Chevy Captiva owners demand payouts
Roughly 100 owners of Chevrolet's Captiva model are calling on General Motors (GM) Thailand to pay them the 500,000 baht that was slashed from the model's price tag last week.
However, the local distributor has said it is not liable because the price had been cut to clear stocks. The distributor also insisted that the promotion complied with local regulations and that owners can still have their Chevrolet cars serviced at any of the 87 centres nationwide even after the automaker exits Thailand.
Chevrolet recently began offering huge discounts on three models -- Captiva, Trailblazer and Colorado -- to clear its stocks in time for its exit at the end of this year. The Captiva price was slashed by 500,000 baht, bringing it down to 499,000-699,000 baht plus 7% value added tax.
Natthapon Khankaew, a representative of the protesters, said they had bought Captivas when the model was launched in September last year, before GM announced it was exiting Thailand five months later.

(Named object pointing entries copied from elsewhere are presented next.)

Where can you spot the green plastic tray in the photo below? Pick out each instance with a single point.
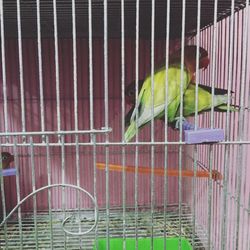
(144, 244)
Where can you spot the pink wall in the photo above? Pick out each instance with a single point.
(33, 123)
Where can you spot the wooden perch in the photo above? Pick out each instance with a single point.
(160, 171)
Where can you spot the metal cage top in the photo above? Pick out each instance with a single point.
(64, 17)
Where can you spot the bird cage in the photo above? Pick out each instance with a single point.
(124, 124)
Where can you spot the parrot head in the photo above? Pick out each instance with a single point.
(7, 158)
(130, 92)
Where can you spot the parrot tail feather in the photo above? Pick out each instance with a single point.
(130, 132)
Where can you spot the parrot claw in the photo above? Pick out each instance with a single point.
(178, 121)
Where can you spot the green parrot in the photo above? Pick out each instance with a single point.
(145, 104)
(204, 101)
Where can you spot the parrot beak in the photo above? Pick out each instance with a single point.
(204, 62)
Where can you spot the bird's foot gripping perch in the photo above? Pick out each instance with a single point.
(200, 135)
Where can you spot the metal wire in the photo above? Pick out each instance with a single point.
(20, 57)
(106, 117)
(227, 130)
(123, 123)
(67, 218)
(165, 192)
(39, 52)
(56, 67)
(75, 64)
(3, 66)
(152, 122)
(33, 189)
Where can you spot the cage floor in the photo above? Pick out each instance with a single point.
(48, 233)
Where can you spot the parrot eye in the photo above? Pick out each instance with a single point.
(131, 93)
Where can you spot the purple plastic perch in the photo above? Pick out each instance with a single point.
(8, 172)
(204, 135)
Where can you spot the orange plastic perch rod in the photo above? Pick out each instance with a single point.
(160, 171)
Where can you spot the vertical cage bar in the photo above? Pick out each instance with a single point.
(106, 111)
(3, 200)
(210, 193)
(78, 181)
(3, 67)
(74, 64)
(181, 117)
(165, 192)
(152, 122)
(48, 161)
(56, 67)
(227, 135)
(20, 58)
(195, 154)
(63, 182)
(214, 50)
(241, 120)
(91, 101)
(18, 193)
(40, 67)
(34, 189)
(137, 115)
(95, 178)
(123, 123)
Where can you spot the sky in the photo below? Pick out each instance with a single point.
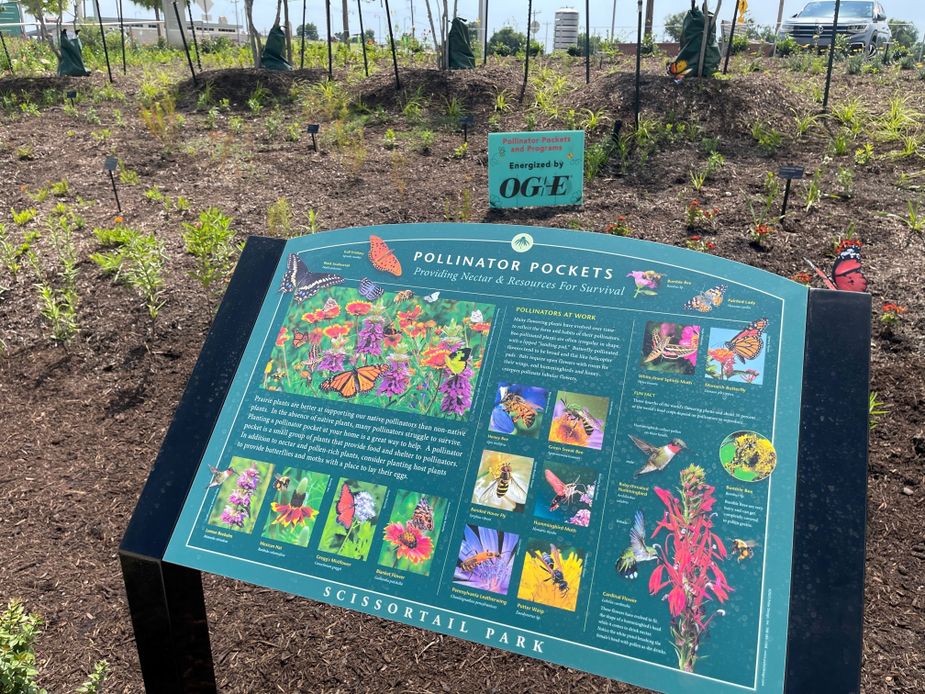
(504, 13)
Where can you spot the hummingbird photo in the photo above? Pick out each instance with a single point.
(659, 456)
(219, 476)
(638, 551)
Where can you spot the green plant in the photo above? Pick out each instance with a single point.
(389, 140)
(845, 179)
(864, 154)
(279, 218)
(56, 276)
(462, 151)
(23, 217)
(839, 145)
(18, 632)
(425, 141)
(805, 123)
(211, 243)
(313, 224)
(767, 139)
(876, 409)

"The steep discounts have affected the repayment of auto loans, renewal of insurance, resale price and depreciation," he said. Insurers have cut their coverage and premiums by 50% in line with the new price of the Captiva.

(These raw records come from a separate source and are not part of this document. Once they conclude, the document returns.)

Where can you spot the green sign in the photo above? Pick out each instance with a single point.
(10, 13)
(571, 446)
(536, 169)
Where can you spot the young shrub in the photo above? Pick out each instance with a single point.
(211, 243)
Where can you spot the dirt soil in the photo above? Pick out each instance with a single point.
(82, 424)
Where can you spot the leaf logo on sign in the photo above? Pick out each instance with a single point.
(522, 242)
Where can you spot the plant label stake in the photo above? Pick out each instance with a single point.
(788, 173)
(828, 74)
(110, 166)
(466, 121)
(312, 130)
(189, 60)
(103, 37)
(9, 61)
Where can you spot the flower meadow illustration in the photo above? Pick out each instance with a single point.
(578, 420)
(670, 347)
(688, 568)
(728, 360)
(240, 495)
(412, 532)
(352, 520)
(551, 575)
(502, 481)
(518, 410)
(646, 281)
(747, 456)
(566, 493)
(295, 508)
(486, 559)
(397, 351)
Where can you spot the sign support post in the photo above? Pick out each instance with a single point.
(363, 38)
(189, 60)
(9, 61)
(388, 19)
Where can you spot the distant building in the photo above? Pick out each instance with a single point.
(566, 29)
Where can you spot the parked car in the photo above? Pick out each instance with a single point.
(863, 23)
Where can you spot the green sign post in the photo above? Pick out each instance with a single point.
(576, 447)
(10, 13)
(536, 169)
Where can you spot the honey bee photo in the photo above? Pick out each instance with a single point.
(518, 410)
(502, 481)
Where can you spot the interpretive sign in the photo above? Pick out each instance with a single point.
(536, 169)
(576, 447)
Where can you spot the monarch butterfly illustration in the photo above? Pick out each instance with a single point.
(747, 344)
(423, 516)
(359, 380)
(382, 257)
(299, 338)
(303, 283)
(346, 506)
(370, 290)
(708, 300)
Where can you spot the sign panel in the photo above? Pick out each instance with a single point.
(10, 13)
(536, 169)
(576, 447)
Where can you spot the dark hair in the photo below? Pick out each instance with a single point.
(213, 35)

"Chevrolet is not being fair by bringing the price of the car down by 500,000 baht," he said, adding that he and his group want to end their purchase contracts with Chevrolet and lenders.
He also said the decision to exit Thailand can't have been made in a day or two.
"We wonder what GM was covering up and why it did not negotiate with existing buyers before making its announcement," he said. "Plus we don't trust the after-sales service once the company leaves the country."
On Monday, Chevrolet Thailand announced its commitment to provide a three-year or 100,000km factory warranty, genuine spare parts and other services to its customers.